Petitioner, an attorney, provided legal services to the Evans-Brant Central School District (commonly known as the Lake Shore Central School District) on a part-time basis from 1969 until his retirement in 2006. Following a review of petitioner's relationship with the school district, respondent Comptroller determined that petitioner was an independent contractor and not an employee and, therefore, was not entitled to membership in respondent New York State and Local Employees' Retirement System. Following a hearing, a Hearing Officer determined that petitioner was an independent contractor and, upon review, the Comptroller adopted the Hearing Officer's findings and conclusions. Petitioner thereafter commenced this CPLR article 78 proceeding to challenge the Comptroller's determination.

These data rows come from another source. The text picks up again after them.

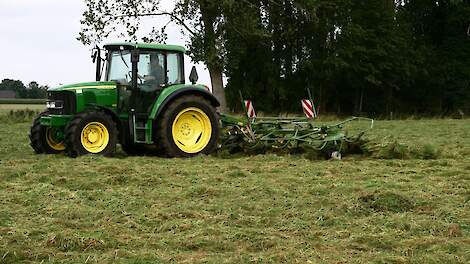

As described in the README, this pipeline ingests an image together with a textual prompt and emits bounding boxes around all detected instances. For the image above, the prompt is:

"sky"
[0,0,210,87]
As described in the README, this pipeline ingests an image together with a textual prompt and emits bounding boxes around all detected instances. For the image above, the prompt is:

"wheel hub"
[172,107,212,154]
[81,122,109,153]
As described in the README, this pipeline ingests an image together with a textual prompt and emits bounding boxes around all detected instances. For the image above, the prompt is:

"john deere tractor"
[29,43,219,157]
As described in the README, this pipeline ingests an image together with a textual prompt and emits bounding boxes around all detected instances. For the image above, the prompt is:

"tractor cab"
[97,43,185,114]
[30,43,219,157]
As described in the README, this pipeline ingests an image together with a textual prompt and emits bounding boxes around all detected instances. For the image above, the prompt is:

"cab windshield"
[106,50,184,91]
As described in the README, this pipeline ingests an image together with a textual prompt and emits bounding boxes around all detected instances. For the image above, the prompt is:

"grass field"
[0,109,470,263]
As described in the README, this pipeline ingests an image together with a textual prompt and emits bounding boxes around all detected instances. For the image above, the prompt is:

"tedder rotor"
[29,43,373,158]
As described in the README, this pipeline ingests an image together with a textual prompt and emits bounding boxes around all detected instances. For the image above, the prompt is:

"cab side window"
[167,53,183,84]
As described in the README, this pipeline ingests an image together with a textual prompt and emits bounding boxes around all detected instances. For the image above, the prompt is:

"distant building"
[0,90,16,99]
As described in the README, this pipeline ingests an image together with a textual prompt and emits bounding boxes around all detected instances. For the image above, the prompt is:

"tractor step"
[132,114,153,144]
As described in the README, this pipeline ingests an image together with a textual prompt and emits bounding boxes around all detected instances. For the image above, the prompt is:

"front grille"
[47,91,77,115]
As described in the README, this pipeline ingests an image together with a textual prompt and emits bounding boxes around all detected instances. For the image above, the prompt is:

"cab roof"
[104,42,186,52]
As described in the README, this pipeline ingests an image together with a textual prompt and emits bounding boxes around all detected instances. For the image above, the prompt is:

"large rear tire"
[65,112,118,157]
[156,95,219,157]
[29,111,65,154]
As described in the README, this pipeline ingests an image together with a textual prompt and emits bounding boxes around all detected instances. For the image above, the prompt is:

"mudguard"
[149,85,220,120]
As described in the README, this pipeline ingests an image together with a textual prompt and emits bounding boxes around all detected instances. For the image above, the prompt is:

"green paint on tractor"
[29,43,373,158]
[30,43,219,157]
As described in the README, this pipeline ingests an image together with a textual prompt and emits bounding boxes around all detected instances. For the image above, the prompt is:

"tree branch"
[106,12,196,35]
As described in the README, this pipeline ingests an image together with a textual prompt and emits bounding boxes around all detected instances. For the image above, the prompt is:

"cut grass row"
[0,120,470,263]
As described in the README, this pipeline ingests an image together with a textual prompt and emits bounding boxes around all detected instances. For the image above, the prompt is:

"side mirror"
[91,50,98,63]
[189,66,199,84]
[131,50,140,63]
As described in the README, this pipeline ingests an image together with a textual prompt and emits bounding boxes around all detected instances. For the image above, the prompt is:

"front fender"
[150,85,220,120]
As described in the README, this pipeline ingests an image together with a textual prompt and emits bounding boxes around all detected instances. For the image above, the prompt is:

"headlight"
[46,101,63,109]
[46,102,55,108]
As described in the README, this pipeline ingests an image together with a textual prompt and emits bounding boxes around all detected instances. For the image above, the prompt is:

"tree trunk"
[208,66,227,113]
[199,1,227,112]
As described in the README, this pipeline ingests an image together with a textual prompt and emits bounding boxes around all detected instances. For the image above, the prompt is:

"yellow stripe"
[64,85,116,90]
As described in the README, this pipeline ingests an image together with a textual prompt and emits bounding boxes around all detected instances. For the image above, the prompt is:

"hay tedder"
[221,91,374,159]
[29,43,373,158]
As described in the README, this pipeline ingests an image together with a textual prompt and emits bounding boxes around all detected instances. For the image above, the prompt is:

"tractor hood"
[48,82,117,92]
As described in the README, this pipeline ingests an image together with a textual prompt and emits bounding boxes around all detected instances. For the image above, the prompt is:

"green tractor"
[29,43,219,157]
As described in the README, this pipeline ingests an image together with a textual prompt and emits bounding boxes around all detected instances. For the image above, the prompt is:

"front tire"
[157,95,219,157]
[29,111,65,154]
[65,112,118,157]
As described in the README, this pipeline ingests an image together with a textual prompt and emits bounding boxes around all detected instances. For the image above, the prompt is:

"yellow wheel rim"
[81,122,109,153]
[46,127,65,151]
[172,107,212,154]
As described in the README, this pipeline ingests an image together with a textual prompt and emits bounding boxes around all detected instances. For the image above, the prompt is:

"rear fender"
[150,85,220,120]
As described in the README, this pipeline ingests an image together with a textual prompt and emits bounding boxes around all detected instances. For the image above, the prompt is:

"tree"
[0,79,27,98]
[78,0,226,111]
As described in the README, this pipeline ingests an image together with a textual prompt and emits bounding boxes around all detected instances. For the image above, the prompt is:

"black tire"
[28,111,64,154]
[155,95,219,157]
[65,112,118,158]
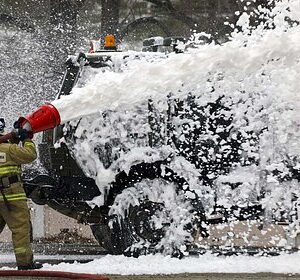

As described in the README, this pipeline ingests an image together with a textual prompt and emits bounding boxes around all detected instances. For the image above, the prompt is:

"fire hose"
[0,103,61,144]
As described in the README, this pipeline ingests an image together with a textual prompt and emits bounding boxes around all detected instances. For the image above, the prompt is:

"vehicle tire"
[91,162,206,257]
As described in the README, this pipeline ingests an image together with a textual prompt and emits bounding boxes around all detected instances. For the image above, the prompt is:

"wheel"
[92,162,205,256]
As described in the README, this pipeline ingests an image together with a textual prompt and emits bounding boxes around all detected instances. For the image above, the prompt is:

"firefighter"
[0,118,42,270]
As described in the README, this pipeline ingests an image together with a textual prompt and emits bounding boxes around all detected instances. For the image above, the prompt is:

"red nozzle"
[18,103,61,133]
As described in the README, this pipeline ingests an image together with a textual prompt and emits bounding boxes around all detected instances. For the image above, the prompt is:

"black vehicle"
[25,38,299,256]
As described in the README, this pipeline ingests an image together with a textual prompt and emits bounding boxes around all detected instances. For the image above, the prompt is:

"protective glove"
[16,128,33,142]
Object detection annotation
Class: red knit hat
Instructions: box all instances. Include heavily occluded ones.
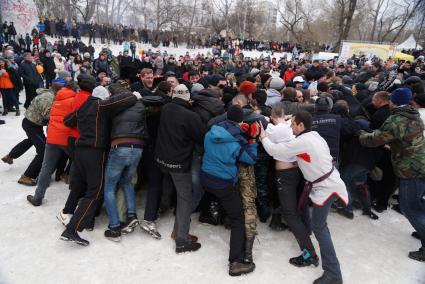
[239,81,257,96]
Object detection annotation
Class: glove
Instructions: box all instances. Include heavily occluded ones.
[133,91,143,100]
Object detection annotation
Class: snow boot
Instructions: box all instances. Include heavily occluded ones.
[121,214,139,234]
[229,261,255,276]
[18,176,37,186]
[289,249,319,267]
[244,236,255,262]
[60,228,90,246]
[27,195,41,206]
[269,213,288,231]
[176,242,201,254]
[313,274,342,284]
[139,220,161,240]
[105,227,121,242]
[1,154,13,165]
[409,247,425,262]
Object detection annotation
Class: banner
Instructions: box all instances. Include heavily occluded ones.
[339,41,396,61]
[0,0,38,37]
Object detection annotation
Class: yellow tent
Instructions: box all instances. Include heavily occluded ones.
[393,52,415,62]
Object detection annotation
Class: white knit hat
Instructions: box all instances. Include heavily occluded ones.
[173,84,190,101]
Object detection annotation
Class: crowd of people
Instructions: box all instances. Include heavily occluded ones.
[0,22,425,284]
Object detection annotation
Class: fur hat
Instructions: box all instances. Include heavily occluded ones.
[390,88,412,106]
[173,84,190,101]
[239,81,257,96]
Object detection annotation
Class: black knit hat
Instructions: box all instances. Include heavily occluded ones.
[227,105,243,123]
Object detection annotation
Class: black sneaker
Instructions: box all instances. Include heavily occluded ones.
[412,232,421,240]
[313,274,342,284]
[105,227,121,242]
[59,228,90,246]
[409,248,425,262]
[121,214,139,234]
[289,250,319,267]
[269,214,288,231]
[27,195,41,206]
[176,243,201,254]
[363,210,379,220]
[229,262,255,276]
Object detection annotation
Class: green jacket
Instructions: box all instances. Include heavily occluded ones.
[359,106,425,179]
[25,89,55,126]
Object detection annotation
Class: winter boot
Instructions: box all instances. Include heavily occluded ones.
[409,247,425,262]
[105,227,121,242]
[121,214,139,234]
[1,154,13,165]
[229,262,255,276]
[244,236,255,262]
[27,195,41,206]
[139,220,161,240]
[289,249,319,267]
[18,176,37,186]
[269,213,288,231]
[313,274,342,284]
[60,228,90,246]
[176,242,201,254]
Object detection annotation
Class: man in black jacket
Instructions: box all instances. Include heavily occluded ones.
[155,84,205,253]
[19,52,41,108]
[104,84,148,241]
[60,78,141,246]
[41,50,56,89]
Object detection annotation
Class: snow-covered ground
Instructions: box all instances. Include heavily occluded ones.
[0,115,425,284]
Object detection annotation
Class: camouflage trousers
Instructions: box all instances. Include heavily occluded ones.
[236,164,257,237]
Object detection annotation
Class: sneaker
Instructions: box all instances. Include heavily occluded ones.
[289,250,319,267]
[27,195,41,206]
[336,208,354,220]
[313,274,342,284]
[105,227,121,242]
[229,261,255,276]
[171,231,198,243]
[363,210,379,220]
[412,232,421,240]
[269,214,288,231]
[1,154,13,165]
[56,211,72,226]
[176,242,201,254]
[18,176,37,186]
[59,228,90,246]
[121,214,139,234]
[140,220,161,240]
[409,247,425,262]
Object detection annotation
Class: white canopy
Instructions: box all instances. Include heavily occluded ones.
[397,34,422,50]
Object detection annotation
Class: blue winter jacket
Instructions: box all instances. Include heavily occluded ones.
[201,120,257,189]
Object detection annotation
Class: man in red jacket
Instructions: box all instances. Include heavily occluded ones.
[27,80,79,206]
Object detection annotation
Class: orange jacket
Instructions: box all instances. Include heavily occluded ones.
[67,90,91,138]
[47,87,77,146]
[0,71,14,89]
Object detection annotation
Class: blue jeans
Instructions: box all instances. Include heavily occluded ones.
[104,147,143,228]
[311,197,342,279]
[399,178,425,248]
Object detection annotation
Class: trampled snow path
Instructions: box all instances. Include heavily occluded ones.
[0,115,425,284]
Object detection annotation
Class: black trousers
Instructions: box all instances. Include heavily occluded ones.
[276,168,316,255]
[205,187,245,262]
[9,118,46,179]
[64,147,107,232]
[24,84,37,109]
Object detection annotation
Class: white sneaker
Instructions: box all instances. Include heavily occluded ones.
[56,211,72,226]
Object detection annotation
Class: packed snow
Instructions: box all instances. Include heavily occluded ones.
[0,40,425,284]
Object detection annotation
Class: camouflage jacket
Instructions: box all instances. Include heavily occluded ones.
[25,89,55,126]
[359,106,425,179]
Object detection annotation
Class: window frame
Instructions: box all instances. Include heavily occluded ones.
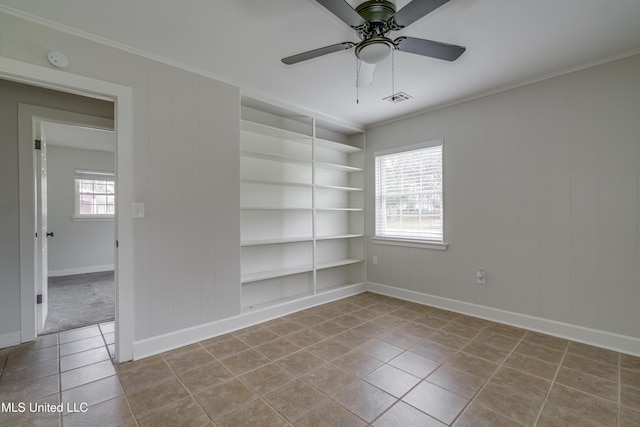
[371,138,448,250]
[71,169,115,221]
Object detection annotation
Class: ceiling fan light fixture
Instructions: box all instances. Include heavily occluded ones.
[356,37,395,64]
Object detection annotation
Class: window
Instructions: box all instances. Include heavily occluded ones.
[375,140,444,243]
[74,169,115,218]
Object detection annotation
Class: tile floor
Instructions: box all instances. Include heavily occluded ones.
[0,293,640,427]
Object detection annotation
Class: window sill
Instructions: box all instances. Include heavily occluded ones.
[69,216,114,222]
[371,237,449,251]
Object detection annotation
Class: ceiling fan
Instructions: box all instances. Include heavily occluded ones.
[282,0,466,86]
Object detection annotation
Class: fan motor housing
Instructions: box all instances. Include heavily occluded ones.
[356,0,396,23]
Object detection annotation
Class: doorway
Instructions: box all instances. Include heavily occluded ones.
[34,117,115,334]
[0,57,134,362]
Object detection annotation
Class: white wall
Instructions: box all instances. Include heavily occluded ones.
[0,13,240,348]
[47,145,115,276]
[366,56,640,346]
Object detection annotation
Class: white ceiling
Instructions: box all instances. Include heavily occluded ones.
[0,0,640,127]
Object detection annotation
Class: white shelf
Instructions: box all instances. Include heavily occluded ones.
[315,138,362,153]
[240,179,312,191]
[241,120,313,144]
[241,107,366,312]
[240,265,313,283]
[313,161,363,172]
[316,234,364,240]
[240,237,313,247]
[316,258,364,270]
[240,206,313,212]
[240,150,312,165]
[316,208,362,212]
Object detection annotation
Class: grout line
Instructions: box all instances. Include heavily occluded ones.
[533,343,569,426]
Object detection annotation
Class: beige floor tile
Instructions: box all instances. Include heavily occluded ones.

As we recently articulated, "[w]here professional services are involved, the absence of direct control is not dispositive of the existence of an employer-employee relationship" (Matter [*2]of Mowry v DiNapoli, 111 AD3d 1117, 1118 [2013]). "Rather, such an employment relationship may be evidenced by control over important aspects of the services performed other than results or means" (id. [internal quotation marks and citations omitted]). In other words, "over-all control is sufficient to establish the employee relationship where [professional] work is concerned" (id. [internal quotation marks and citations omitted]; see Matter of Empire State Towing & Recovery Assn., Inc. [Commissioner of Labor], 15 NY3d 433, 437-438 [2010]). Upon our review, we fail to find substantial evidence to support the Comptroller's determination that petitioner was an independent contractor and not an employee of the school district.

Here, the school district's former superintendent, who worked with petitioner for nearly four decades, testified that during his tenure he supervised all staff at the school district, including petitioner. This witness testified further that petitioner was required to attend all regular and special meetings as part of his employment. It was established that petitioner's biweekly paycheck included withholdings for FICA, Medicare, and federal and state income taxes. Petitioner also received health insurance benefits and participated in a tax shelter annuity program that was available to employees of the school district. Notably, although petitioner did not have set hours, both he and the former superintendent testified that he was available on an as-needed basis, and that petitioner would receive a paycheck for a pay period even if he did not perform work for the school during that period. Moreover, petitioner was required to report to the Superintendent of the school district, as well as the school district's Board of Education, and his work was subject to approval by the Board. He was also reappointed every year at annual reorganization meetings and took an oath of office annually. While petitioner used his own law office and staff, the competent testimony established that he was provided with school stationary and that, on occasion, he used school facilities and resources.

The Retirement System relied on the testimony of two Comptroller employees, the Assistant Director of Member and Employer Services and an Associate Examiner of the Division of Local Government and School Accountability, both of whom admitted that they neither spoke with petitioner nor his former or current supervisors. While the Retirement System also relied on information retrieved from current employees at the school district's administrative offices, none of these employees testified at the hearing. Moreover, the Associate Examiner did not recall reviewing any of the Board minutes between 1969 and 2006 to determine anything related to petitioner's employment status with the school. Indeed, the Retirement System failed to provide testimony from anyone with direct knowledge regarding petitioner's engagement with the school district. Thus, on this record, we cannot conclude that the Comptroller's determination is supported by substantial evidence (see Matter of Mowry v DiNapoli, 111 AD3d at 1118-1119).

Stein, Rose and Egan Jr., JJ., concur.

ADJUDGED that the determination is annulled, without costs, petition granted and matter remitted to respondent Comptroller for further proceedings not inconsistent with this Court's decision.